Ce que cet objet nous raconte.
Ancrée dans les recherches de terrain, les fonds muséaux et la littérature spécialisée — racontée avec respect pour le contexte dans lequel cet objet a vu le jour.
LUBA/HEMBA Bréchet féminin en calebasse (Kabila, 27 cm)
Une demi-figure féminine en bois finement sculptée, au visage classique et serein et aux seins prononcés, qui émerge du sommet d'une calebasse naturelle. La base de la figurine est entourée d'un épais col de plumes et de fibres tissées, et le bois porte une patine sombre et enfumée.

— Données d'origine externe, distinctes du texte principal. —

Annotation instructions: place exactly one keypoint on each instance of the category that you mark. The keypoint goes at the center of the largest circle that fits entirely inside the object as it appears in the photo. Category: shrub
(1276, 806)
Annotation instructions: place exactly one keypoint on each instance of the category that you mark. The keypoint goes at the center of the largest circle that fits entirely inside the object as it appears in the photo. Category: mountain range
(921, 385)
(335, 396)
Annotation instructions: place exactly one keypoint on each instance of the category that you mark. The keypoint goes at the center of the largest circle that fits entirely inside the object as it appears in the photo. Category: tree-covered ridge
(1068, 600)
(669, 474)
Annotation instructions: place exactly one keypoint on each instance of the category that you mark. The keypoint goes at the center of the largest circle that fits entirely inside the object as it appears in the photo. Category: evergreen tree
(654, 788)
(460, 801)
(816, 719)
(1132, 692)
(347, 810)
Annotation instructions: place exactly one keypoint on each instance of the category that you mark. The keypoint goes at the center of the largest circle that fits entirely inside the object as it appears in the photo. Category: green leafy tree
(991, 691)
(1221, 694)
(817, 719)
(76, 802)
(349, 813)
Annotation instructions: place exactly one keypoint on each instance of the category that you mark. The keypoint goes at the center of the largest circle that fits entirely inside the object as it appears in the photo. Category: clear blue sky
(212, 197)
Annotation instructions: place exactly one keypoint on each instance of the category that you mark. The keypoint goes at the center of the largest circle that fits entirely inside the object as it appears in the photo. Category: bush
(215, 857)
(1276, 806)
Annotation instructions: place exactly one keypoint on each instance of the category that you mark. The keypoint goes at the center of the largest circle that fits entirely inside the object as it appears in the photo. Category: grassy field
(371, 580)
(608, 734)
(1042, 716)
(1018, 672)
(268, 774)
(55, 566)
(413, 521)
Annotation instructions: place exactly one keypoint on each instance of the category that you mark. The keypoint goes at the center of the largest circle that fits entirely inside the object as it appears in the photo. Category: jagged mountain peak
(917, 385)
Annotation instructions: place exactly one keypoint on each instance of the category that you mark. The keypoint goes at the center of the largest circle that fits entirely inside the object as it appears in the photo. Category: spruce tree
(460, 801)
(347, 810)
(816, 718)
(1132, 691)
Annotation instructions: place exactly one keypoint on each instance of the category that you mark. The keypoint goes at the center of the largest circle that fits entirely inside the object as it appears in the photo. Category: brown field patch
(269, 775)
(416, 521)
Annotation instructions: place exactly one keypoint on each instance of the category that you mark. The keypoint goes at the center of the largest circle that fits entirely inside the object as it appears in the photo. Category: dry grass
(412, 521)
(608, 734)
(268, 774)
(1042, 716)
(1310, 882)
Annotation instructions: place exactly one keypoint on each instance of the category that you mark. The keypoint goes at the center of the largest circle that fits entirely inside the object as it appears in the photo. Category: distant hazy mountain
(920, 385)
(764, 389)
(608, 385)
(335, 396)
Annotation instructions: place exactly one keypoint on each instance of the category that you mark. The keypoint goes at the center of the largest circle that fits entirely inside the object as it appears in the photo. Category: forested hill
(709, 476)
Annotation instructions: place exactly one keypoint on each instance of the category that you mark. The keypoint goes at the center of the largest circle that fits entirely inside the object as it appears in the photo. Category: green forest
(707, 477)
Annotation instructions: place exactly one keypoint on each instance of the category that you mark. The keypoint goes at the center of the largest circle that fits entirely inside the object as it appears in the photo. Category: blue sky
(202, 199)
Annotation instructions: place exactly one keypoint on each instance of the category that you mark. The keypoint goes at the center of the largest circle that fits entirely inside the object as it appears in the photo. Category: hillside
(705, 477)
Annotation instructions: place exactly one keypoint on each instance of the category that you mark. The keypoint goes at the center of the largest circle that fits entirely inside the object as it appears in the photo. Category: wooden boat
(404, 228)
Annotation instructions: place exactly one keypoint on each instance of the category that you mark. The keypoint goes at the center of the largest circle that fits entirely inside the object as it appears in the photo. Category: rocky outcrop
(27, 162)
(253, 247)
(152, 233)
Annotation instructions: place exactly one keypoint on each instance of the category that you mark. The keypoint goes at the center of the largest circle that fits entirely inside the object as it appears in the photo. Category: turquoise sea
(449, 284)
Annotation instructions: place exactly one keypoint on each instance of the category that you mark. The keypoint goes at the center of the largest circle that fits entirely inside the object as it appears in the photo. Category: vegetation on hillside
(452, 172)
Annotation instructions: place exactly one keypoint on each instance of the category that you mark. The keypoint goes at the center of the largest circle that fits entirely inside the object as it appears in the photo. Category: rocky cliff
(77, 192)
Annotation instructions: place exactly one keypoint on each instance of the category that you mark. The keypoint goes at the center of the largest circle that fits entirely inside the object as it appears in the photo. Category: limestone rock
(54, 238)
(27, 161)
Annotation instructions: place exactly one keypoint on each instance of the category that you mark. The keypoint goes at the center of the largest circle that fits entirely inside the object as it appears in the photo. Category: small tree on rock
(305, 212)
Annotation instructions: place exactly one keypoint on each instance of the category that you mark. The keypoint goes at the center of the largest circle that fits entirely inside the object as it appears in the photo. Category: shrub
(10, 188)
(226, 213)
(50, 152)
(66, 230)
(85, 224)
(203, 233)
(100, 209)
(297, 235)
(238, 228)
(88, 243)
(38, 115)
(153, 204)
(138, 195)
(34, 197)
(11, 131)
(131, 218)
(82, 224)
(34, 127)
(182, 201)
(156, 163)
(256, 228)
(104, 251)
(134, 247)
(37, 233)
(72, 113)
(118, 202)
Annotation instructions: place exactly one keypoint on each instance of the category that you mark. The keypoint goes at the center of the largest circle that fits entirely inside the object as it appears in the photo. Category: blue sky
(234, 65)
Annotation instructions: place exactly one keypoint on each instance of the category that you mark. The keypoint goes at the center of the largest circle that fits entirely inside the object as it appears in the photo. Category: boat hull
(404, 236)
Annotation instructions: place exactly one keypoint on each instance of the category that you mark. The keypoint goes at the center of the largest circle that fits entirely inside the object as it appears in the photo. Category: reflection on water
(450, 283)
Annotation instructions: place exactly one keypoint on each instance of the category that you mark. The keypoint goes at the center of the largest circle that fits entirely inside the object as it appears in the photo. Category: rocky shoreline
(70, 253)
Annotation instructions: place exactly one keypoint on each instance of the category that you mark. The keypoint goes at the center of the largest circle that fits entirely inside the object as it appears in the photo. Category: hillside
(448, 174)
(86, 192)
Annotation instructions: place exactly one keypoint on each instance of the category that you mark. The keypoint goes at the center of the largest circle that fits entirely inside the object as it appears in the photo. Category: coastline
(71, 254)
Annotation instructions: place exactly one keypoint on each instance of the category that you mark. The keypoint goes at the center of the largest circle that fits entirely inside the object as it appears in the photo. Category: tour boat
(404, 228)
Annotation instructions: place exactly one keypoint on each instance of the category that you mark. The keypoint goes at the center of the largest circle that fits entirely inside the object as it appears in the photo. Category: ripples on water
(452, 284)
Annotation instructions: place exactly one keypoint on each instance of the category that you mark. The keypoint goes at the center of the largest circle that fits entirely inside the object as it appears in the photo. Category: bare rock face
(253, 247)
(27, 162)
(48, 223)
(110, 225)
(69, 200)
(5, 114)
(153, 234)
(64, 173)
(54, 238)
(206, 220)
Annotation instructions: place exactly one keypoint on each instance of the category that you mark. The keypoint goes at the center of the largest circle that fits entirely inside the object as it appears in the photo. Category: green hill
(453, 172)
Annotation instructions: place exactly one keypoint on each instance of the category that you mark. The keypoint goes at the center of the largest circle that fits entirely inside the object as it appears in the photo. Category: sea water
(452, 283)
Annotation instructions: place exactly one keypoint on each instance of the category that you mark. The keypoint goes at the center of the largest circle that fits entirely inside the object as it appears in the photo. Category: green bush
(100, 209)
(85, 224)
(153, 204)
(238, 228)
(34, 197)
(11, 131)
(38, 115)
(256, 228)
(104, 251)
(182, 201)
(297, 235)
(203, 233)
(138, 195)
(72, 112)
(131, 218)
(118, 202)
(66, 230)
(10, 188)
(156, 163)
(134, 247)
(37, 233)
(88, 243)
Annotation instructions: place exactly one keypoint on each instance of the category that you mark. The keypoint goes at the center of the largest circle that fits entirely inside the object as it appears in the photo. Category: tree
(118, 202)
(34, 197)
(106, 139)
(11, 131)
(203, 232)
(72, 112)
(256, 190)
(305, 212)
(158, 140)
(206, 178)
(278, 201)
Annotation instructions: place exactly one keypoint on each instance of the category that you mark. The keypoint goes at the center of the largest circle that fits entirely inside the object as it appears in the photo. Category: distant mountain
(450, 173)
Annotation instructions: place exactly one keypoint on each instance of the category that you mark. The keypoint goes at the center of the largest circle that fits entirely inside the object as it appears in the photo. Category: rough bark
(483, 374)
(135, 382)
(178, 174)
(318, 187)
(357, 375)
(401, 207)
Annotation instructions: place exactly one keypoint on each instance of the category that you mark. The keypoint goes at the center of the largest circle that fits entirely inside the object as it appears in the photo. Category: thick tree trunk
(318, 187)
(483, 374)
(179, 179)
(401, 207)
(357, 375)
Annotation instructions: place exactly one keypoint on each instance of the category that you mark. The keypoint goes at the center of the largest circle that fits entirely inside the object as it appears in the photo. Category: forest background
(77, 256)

1. Style esthétique et spécificités régionales
Cet objet associe avec brio un art sculptural de haut niveau à des matériaux naturels et fonctionnels. La figure féminine magnifiquement rendue - avec sa beauté idéalisée et sereine et sa coiffure compliquée, typique de la sculpture luba ou hemba - sert de fermeture ou de point focal à la calebasse. Le corps féminin est ainsi mis en valeur en tant que réceptacle ultime de la vie, qui contient et protège les puissantes forces contenues dans la calebasse. Le traitement Luba/Hemba du visage féminin met systématiquement l'accent sur la sérénité plutôt que sur la vigilance et signale une fonction d'intercession plutôt que de protection.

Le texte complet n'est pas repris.